En tout cas, le dictonnaire de WR cite 'culture générale' parmi les traductions possibles de 'trivia'.  



Chimel said:


> Il connaît des tas de choses


Personnellement, c'est ce que je dirais spontanément.


----------



## JClaudeK

Itisi said:


> En tout cas, le dictonnaire de WR cite 'culture générale' parmi les traductions possibles de 'trivia'.


On ne va pas refaire toute la discussion . (le dictonnaire de WR n'est pas infaillible !)


----------



## Itisi

JClaudeK said:


> On ne va pas refaire toute la discussion . (le dictonnaire de WR n'est pas infaillible !)



1.  Mais on n'a fait que ça ! 
2.  Je suis bien d'accord.


----------



## joelooc

C'est exactement ça: que ce soit Trivial Pursuit ,Qui Veut Devenir Millionaire ou Questions pour un Champion, les questions de culture populaire ne relevant pas d'un domaine précis sont classées "Culture Générale" à tort ou à raison.


----------



## JClaudeK

joelooc said:


> les questions de culture populaire ne relevant pas d'un domaine précis sont classées "Culture Générale" à tort ou à raison.

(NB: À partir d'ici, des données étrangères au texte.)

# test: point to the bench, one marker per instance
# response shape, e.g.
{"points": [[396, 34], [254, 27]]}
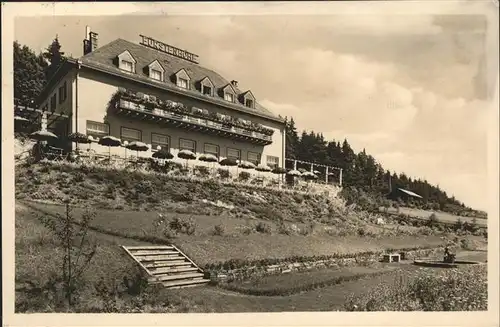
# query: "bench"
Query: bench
{"points": [[392, 257]]}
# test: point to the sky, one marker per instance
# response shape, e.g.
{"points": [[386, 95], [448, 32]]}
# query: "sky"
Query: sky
{"points": [[413, 89]]}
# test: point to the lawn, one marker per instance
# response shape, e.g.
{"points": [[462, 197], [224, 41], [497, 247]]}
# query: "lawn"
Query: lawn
{"points": [[38, 255], [204, 247], [442, 216], [302, 281]]}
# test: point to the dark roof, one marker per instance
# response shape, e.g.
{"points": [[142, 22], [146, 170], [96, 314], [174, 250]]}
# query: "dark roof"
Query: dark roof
{"points": [[104, 59], [410, 193]]}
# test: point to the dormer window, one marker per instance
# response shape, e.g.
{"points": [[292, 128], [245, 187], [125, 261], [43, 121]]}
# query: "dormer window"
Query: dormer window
{"points": [[207, 87], [207, 90], [182, 79], [127, 65], [156, 71], [126, 62], [247, 99], [181, 82], [155, 74], [228, 93]]}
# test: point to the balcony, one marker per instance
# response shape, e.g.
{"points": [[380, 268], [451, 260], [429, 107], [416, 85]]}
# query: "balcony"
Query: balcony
{"points": [[130, 108]]}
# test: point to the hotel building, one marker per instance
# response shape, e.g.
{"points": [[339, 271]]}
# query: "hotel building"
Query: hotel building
{"points": [[158, 94]]}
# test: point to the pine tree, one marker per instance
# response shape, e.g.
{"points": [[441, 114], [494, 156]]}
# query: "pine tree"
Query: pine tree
{"points": [[54, 56], [29, 77], [292, 139]]}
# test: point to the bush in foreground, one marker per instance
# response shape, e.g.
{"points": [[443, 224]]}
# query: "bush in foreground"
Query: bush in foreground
{"points": [[448, 290]]}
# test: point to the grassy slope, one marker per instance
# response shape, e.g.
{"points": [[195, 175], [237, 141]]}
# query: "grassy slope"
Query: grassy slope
{"points": [[442, 216], [37, 256], [204, 247]]}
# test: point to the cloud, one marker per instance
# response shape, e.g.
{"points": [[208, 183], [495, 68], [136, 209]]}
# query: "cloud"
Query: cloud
{"points": [[401, 86]]}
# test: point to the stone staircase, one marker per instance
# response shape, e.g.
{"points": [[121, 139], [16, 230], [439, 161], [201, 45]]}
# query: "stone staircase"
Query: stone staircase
{"points": [[167, 265]]}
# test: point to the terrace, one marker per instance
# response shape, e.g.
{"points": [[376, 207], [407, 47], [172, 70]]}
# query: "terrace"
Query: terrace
{"points": [[144, 107]]}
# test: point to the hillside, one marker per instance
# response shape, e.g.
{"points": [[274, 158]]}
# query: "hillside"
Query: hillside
{"points": [[362, 172]]}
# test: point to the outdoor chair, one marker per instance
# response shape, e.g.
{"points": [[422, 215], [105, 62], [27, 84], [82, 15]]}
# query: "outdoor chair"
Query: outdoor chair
{"points": [[53, 153]]}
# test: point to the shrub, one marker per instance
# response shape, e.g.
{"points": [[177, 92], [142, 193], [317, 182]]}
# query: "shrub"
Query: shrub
{"points": [[144, 187], [244, 176], [246, 230], [262, 227], [203, 170], [308, 229], [223, 173], [284, 229], [450, 290], [362, 231], [219, 230], [184, 226], [433, 220], [72, 234]]}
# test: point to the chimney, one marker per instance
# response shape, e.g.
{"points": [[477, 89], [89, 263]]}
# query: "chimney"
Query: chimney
{"points": [[90, 41]]}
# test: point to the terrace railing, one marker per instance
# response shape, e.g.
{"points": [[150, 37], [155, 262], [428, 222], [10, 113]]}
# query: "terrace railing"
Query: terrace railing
{"points": [[202, 122]]}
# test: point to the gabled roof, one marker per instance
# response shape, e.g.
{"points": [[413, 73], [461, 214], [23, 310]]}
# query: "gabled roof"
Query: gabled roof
{"points": [[410, 193], [102, 59], [156, 63], [206, 78], [243, 95], [126, 52], [230, 87]]}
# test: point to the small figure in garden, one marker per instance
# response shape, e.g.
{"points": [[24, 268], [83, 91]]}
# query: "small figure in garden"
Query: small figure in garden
{"points": [[448, 257]]}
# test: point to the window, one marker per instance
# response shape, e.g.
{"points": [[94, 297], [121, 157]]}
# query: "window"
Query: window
{"points": [[63, 93], [273, 162], [206, 90], [160, 140], [233, 153], [185, 144], [130, 134], [229, 97], [155, 74], [253, 157], [182, 82], [97, 129], [127, 65], [53, 103], [249, 103], [211, 149]]}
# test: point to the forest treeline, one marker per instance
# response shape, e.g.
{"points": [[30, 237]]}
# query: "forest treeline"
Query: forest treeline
{"points": [[364, 179]]}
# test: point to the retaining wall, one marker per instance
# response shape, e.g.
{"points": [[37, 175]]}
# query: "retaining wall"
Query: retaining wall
{"points": [[286, 267]]}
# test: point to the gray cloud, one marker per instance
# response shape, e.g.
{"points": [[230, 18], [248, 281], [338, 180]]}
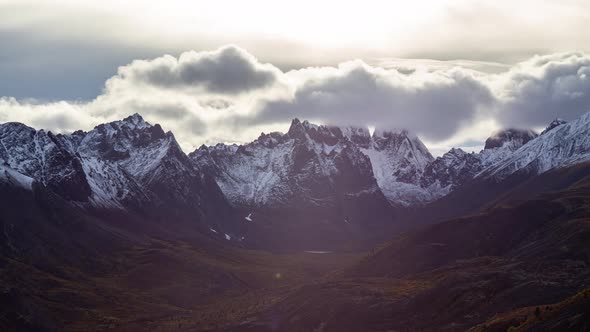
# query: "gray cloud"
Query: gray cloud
{"points": [[545, 87], [229, 70], [434, 105]]}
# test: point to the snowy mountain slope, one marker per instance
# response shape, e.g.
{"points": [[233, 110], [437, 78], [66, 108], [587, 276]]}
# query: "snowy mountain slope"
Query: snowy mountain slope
{"points": [[122, 164], [45, 157], [457, 167], [310, 165], [398, 160], [562, 145], [13, 178], [276, 168]]}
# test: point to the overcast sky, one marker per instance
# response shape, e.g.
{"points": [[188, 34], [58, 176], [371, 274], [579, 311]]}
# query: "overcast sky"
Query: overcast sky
{"points": [[452, 71]]}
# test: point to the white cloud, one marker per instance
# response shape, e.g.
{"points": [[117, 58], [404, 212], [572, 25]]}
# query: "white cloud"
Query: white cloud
{"points": [[228, 95]]}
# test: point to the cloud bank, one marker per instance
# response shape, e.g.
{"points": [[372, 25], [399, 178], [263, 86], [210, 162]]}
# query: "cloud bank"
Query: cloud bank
{"points": [[228, 95]]}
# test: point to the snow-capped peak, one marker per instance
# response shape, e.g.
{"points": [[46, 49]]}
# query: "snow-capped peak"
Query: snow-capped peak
{"points": [[510, 138], [562, 145], [555, 123]]}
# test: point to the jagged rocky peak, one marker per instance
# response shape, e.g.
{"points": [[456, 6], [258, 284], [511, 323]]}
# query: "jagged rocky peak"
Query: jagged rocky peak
{"points": [[511, 138], [302, 131], [555, 123]]}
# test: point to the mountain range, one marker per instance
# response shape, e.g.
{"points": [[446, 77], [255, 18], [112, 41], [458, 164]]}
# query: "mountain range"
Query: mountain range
{"points": [[331, 186], [118, 229]]}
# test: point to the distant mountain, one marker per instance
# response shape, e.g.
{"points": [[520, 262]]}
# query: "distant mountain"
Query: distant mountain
{"points": [[126, 165], [511, 267], [305, 163], [330, 185], [456, 167], [316, 179]]}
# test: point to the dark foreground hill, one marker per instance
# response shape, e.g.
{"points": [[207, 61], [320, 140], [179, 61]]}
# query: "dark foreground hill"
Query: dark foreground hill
{"points": [[490, 270]]}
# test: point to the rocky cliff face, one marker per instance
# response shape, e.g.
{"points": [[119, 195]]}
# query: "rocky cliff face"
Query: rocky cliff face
{"points": [[127, 164]]}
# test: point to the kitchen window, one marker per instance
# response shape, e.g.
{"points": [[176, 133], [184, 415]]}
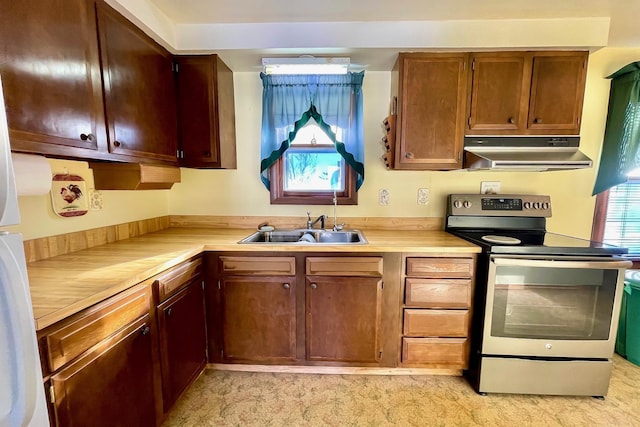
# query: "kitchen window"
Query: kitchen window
{"points": [[312, 138], [617, 216]]}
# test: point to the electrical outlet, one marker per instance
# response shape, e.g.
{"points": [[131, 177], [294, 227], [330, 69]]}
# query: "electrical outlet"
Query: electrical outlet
{"points": [[490, 187], [423, 196], [383, 197]]}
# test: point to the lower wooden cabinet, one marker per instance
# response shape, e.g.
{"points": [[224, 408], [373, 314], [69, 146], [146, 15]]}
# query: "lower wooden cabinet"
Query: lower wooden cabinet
{"points": [[266, 317], [436, 312], [101, 363], [113, 385], [183, 341], [182, 327]]}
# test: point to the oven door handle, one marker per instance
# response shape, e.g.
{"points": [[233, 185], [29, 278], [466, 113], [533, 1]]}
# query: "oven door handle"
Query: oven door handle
{"points": [[562, 264]]}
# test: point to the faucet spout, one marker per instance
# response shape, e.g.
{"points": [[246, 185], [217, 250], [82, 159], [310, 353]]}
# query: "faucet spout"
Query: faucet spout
{"points": [[310, 223]]}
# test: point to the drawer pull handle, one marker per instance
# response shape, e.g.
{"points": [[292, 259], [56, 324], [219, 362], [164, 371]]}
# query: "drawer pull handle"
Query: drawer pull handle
{"points": [[87, 137]]}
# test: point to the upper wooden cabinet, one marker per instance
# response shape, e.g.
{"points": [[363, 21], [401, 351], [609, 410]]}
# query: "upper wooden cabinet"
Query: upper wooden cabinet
{"points": [[431, 94], [139, 90], [206, 112], [526, 93], [50, 68], [58, 96]]}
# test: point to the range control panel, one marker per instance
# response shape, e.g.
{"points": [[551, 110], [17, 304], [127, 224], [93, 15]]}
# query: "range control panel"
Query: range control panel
{"points": [[499, 205]]}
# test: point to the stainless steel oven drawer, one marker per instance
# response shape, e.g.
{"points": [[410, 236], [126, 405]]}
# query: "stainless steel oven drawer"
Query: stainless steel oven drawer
{"points": [[556, 377]]}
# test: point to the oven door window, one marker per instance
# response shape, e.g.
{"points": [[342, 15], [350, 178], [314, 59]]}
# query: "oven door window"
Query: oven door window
{"points": [[564, 302]]}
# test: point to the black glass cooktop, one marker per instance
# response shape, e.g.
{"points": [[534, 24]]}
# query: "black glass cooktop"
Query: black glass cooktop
{"points": [[536, 242]]}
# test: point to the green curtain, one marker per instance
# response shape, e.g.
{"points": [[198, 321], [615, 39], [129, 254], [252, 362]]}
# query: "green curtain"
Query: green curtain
{"points": [[621, 146]]}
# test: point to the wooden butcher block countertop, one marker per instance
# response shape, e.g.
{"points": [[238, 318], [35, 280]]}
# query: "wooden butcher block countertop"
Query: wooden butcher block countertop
{"points": [[65, 284]]}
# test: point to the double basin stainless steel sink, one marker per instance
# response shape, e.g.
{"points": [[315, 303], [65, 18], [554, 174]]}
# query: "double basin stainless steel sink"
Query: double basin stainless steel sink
{"points": [[307, 236]]}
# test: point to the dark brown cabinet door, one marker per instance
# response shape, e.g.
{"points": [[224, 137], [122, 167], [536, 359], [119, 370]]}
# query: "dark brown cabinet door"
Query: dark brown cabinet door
{"points": [[50, 67], [183, 341], [557, 92], [111, 386], [139, 91], [259, 318], [206, 112], [500, 83], [432, 92], [343, 318]]}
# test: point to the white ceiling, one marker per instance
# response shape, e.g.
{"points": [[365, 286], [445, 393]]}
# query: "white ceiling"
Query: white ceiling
{"points": [[242, 31]]}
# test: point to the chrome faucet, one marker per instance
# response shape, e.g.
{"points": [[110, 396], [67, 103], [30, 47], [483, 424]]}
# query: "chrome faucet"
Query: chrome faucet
{"points": [[310, 223], [336, 226]]}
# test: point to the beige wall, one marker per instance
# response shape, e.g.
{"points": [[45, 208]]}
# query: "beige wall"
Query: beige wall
{"points": [[39, 220], [240, 192]]}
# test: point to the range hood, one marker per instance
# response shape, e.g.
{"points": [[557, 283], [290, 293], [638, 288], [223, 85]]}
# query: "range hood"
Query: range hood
{"points": [[537, 153]]}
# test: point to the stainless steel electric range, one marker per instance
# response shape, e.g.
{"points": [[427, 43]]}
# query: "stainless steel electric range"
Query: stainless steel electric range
{"points": [[546, 305]]}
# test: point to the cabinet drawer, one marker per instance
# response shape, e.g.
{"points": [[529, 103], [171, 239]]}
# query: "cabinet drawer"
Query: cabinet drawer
{"points": [[258, 266], [436, 323], [440, 267], [438, 293], [439, 351], [81, 333], [345, 266], [173, 280]]}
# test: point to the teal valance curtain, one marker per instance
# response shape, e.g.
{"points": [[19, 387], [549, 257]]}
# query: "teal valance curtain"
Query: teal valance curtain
{"points": [[621, 147], [290, 101]]}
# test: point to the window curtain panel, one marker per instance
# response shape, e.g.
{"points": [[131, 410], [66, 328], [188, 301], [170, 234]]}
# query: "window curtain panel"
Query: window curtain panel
{"points": [[621, 146], [289, 101]]}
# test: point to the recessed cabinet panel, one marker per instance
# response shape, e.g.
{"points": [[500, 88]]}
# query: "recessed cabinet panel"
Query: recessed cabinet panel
{"points": [[497, 91], [183, 341], [431, 96], [113, 385], [50, 67], [343, 318], [206, 112], [259, 318], [557, 92], [139, 90]]}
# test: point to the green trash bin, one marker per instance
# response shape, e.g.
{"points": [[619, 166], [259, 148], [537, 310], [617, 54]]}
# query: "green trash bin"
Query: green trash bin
{"points": [[632, 318]]}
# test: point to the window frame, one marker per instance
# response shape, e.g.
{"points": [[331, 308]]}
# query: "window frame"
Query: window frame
{"points": [[600, 219], [281, 197]]}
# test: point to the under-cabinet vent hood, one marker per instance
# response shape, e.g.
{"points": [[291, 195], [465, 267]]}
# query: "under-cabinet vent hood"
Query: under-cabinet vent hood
{"points": [[524, 153]]}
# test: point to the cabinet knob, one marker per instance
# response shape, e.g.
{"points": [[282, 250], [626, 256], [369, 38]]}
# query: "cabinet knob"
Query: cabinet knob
{"points": [[87, 137]]}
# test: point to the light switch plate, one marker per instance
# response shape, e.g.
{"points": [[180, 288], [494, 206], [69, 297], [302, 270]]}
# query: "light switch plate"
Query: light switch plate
{"points": [[423, 196], [490, 187]]}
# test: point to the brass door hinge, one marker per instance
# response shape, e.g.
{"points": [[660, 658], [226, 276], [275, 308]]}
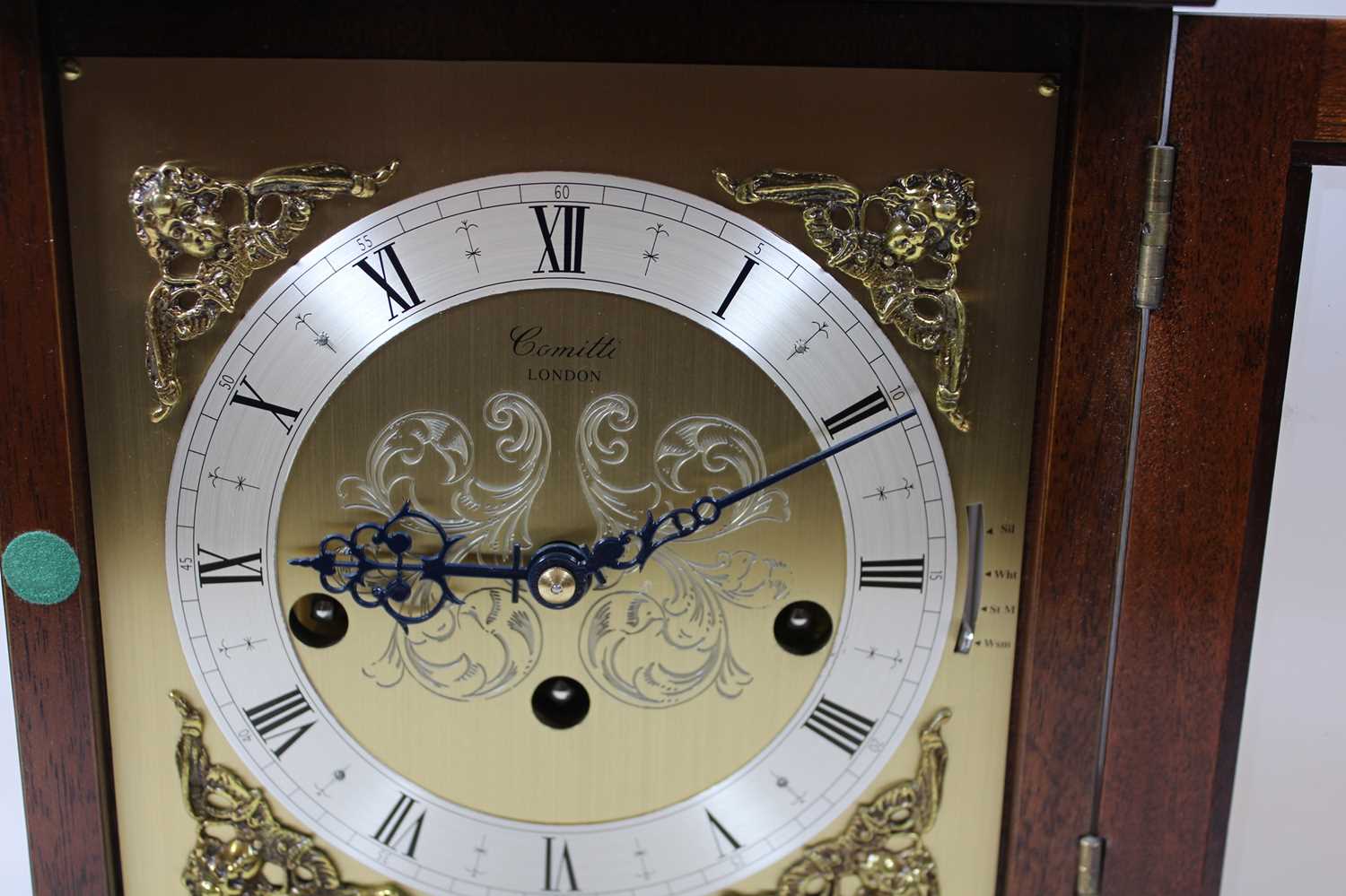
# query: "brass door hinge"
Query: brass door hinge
{"points": [[1154, 229], [1089, 866]]}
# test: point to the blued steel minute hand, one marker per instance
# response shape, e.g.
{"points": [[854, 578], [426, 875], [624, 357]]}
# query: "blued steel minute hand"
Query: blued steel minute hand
{"points": [[611, 552], [377, 568]]}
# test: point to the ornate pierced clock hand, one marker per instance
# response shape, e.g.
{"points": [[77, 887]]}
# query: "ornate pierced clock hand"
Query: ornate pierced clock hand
{"points": [[557, 575], [345, 564]]}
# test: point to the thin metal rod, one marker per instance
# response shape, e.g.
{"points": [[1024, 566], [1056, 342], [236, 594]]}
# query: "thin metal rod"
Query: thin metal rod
{"points": [[1120, 570], [1132, 438], [1168, 83]]}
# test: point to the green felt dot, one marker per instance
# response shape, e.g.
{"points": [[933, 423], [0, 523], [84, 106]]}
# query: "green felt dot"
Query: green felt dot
{"points": [[40, 567]]}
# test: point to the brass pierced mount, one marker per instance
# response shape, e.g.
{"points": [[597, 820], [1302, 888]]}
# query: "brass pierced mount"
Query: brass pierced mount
{"points": [[178, 215], [931, 217], [217, 796]]}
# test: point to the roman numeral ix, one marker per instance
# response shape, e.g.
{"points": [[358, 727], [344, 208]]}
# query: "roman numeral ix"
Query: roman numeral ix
{"points": [[271, 718], [572, 239], [893, 573], [406, 299], [245, 570], [863, 409], [840, 726]]}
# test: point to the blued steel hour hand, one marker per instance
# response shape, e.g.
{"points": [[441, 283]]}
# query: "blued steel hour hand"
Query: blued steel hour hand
{"points": [[377, 568]]}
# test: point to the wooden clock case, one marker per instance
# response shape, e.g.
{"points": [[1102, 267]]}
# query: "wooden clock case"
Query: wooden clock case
{"points": [[1254, 102]]}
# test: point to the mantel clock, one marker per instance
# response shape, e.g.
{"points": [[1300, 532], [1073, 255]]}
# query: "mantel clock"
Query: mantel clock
{"points": [[616, 471]]}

Mais "culture générale" n'exprime pas la même chose que "trivia" (sinon, pourquoi ne pas avoir utilisé "general culture" ?!)
Si on traduisait "trivia" par ce terme (certes très vaste), la traduction serait très infidèle.


----------



## Itisi

JClaudeK said:


> On ne va pas refaire toute la discussion .)


Ben, si !


----------



## Itisi

JClaudeK said:


> (sinon, pourquoi ne pas avoir utilisé "general culture" ?!)


On dirait plutôt 'general knowledge', qui passe mieux, (mais ça ne nous avance pas)...


----------



## DearPrudence

(et un bon exemple de trivia, ça serait pas de savoir que "Who wants to be a millionaire?" est "Qui veut* gagner des millions ?*" en France ? )


----------



## Itisi

(Ce n'est pas mon fort...)


----------



## JClaudeK

DearPrudence said:


> (et un bon exemple de trivia, ça serait pas de savoir que "Who wants to be a millionaire?" est "Qui veut* gagner des millions ?*" en France ? )



Bien sûr, maintenant que tu le dis ! Mais vu que je ne regarde jamais ce genre d'émission ......



Itisi said:


> On dirait plutôt 'general knowledge'


C'est une erreur de ma part, effectivement.


----------